Le- tak , pracowałam nad nowym kawałkiem lecz nie jest do końca skończony spotykamy się po szkole z chłopakami w studio
Vio- rozumiem dobrze że jestem w domu
Ro- ja miałam wychodzić więc też spakuje ,
Le- dobra na razie w szkole - zjadłam wziełam żeczy i wyszłam .Cały czas martwilam się , czy naprawdę mnie rozpoczął ? Czy tylko zamartwiam się niepotrzebnie eh .Telefon mi wibrował to był Hary.
***Kastiel
Czy to naprawdę była ona ? Nie jestem pewien może mi sie wydawało .
Le- halo?
Kas- Lea
Le- O Hej Hary co? Em tak dzisiaj na siedemnastą . Tak jak powiedziałam wczoraj . No nie jest , niby jest lecz nie do końca . Tak tak trzeba jeszcze trzeba po pracować nad muzyką .Dobra , chłopaki potwierdzili? Okej dziewczyny są powiadomione okej po szkole na razie .- rozłączyła się , ciekawe o co chodzi chciałem do niej zagadać lecz tylko nie on.
Mako- hej co robiłaś?
Le- co em nic dzwonił mój wójek który mieszka za granicą
Mako- acha
Le- wiesz chciał wiedzieć co u mnie
Mako- jesteście ze sobą blisko?
Le- bardzo
Mako- masz plany na dzisiaj ?
Le- tak niestety mam coś ważnego co muszę zrobić
Mako- a co? To coś ważnego
Le- tak tak bo niedługo test z chemi i koniecznie muszę się pouczyć
Ro- hej gotowa ?
Mako- gotowa?
Ro- em no na ...
Le- nauki w bibliotece prawda ?
Vio- tak na naukę mamy test z chemi musimy się pouczyć
Mako- spoko to do zobaczenia jutro ?
Le-tak na razie.- ona zdecydowanie coś ukrywa tylko co .
Mi- hejka
Kas- o hej
Mi- mam dla ciebie wiadomość
Kas- jaką
Mi- no mam kumpla który zna osobę no właściciela jednego ze studio muzycznego , i em dałam mu posłuchać waszej piosenki
Kas- CO!?
Mi- mam wiadomość taką że się mu spodobała i CHCE JĄ WYPROMOWAĆ !
Kas- ŻARTUJESZ!?
Mi- nie
Kas- ŁAŁ TO NIESAMOWITE !
Mi- tak tylko jest mały problem
Kas- jaki?
Mi- nie macie nazwy zespołu chce to wiedzieć do końca dnia bo już dzisiaj macie NAGRANIE!
Kas- nie wieże!
Arm- co się dzieje pali się coś?
Lys- witajcie
Iris- czemu Kastiel krzyczy w niebogłosy?
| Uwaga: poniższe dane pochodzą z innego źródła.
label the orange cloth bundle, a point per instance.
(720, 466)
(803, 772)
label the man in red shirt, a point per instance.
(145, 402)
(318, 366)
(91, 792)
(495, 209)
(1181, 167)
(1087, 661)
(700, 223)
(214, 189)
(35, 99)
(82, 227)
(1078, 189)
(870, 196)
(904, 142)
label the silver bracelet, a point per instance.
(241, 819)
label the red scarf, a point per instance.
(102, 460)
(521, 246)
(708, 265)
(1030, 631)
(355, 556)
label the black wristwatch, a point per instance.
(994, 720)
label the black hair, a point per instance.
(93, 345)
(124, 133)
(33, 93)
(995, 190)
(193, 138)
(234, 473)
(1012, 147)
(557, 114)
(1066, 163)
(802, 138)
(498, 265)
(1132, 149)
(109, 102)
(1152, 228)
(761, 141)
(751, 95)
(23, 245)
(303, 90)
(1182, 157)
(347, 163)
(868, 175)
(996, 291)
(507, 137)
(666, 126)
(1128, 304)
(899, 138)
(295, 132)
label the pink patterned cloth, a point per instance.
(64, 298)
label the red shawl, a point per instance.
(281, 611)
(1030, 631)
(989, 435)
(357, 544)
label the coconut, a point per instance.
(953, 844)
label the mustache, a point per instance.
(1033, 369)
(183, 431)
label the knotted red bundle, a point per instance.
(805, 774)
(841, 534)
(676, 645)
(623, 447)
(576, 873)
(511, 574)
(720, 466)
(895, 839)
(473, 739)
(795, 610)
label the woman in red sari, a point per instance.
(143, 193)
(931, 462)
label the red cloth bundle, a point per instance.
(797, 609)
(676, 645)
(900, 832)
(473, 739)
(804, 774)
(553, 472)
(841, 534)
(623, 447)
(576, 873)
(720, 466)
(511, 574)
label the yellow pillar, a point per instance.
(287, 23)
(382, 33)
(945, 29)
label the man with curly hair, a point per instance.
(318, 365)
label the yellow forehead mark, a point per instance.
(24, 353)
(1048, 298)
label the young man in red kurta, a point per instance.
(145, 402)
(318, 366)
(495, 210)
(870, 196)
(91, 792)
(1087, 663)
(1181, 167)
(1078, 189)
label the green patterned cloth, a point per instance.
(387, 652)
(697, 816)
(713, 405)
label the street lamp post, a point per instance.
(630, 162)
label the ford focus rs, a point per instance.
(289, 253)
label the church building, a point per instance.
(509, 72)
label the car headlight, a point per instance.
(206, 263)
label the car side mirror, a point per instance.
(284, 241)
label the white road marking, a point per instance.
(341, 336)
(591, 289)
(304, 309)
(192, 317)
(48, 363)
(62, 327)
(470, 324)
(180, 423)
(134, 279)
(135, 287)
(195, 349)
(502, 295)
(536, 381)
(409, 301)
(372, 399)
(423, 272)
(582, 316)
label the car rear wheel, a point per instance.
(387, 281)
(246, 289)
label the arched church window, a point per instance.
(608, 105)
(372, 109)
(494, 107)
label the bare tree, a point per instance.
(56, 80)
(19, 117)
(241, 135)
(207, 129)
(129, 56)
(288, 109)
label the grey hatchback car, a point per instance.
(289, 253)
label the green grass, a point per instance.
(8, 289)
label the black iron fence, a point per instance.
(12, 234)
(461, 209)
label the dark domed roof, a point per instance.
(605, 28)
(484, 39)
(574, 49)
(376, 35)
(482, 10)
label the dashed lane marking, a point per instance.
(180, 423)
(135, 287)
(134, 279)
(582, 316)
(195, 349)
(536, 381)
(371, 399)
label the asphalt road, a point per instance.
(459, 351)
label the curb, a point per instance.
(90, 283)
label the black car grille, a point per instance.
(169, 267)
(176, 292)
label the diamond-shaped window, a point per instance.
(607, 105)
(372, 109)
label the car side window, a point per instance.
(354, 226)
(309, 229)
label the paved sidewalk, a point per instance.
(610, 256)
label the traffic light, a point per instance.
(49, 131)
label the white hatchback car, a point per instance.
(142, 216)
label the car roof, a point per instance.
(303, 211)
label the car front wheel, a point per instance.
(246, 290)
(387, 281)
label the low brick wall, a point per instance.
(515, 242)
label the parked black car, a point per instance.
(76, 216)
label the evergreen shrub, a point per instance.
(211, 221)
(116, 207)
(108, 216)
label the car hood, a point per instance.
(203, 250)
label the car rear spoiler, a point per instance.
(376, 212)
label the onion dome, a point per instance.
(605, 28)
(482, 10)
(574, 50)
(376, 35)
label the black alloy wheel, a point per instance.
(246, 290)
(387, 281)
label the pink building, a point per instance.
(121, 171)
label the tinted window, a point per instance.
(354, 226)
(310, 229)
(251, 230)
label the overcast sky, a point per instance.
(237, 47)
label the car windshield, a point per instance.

Kas- mam dla was nowinę stulecia ...a chodzi oto...
***Lea
Vio- czemu tam tak się cieszą?
Ro- nie wiem chodźmy do szkoły
Le- okej- poszłyśmy do klasy muzycznej ponieważ pierwszy raz mieliśmy tą lekcje .
Nau- dzień dobry tych których nie było na pierwszych zajęciach jestem Carmen i jestem nauczycielką muzyki , dobrze wczesniej nie było Mi i Makoto oraz Rozali Violetty oraz Lei .Powiecie coś osobie?
Mi- to jestem mi uwielbiam śpiewać i grać na gitarze
Mako- jestem Makoto pisze własne teksty oraz śpiewam
Vio- em nazywam się Violetta i nieumiem na niczym grać
Ro- jestem Rozalia i czasami brzdąkam sobie na keyboardzie
Le- yy nazywam się Lea i gram na pianinie lecz nie jestem taka dobra
Nau- dobrze Mi , Lea może nam coś zagracie?
Mi- nie mam swojej gitary a tutaj chyba nie nie jest nastrojona, a to zajęłoby sporo czasu
Nau- dobrze to Lea - zrobiłam wielkie oczy
Le- j-ja?
Nau- tak zapraszam- poszłam usiąść
Mako- dasz rade
Le- dzięki choć nie wiem co zagrać
Nau- może coś klasycznego potrafisz?
Le- tylko jeden utwór
Nau- to proszę
Le- dobrze - dam rade , dam rade wzięłam głęboki oddech
Nau- brawo to było niesamowite
Amb- to nie było imponujące
Nau- na pewno? To był trudny utwór
Le- to ja , może usiądę już
Kas- nieźle nie sadziłem że tak grasz
Le- em dziękuje
***Mi
Nie jest za dobrze Lea zaczyna zyskiwać w oczach Kastiela muszę coś wymyśleć , nagle wpadłam na pomysł , Amber przecież tez jej nie cierpi może mogłabym z nią coś zrobić by ta dwójka się do siebie nie zbliżyła .
Po lekcjach poszłam z nią pogadać
Amb- dlaczego mam ci pomóc ?
Mi- ponieważ tak jak ja nie znosisz Lei i chcesz zbliżyć się do Kastiela to doskonała okazja
Amb- a ty co z tego będziesz miała?
Mi- ja? Po prostu chce by przyjaźnił się z osobami z którymi coś osiągnie , a ty mogła byś coś zrobić by cie ubustwiał
Amb- mów dalej
Mi- a więc potrzebujemy na nią jakiegoś haka , żeby nie zbliżała się do niego i nie tylko na nią lecz też na jej przyjaciółeczki .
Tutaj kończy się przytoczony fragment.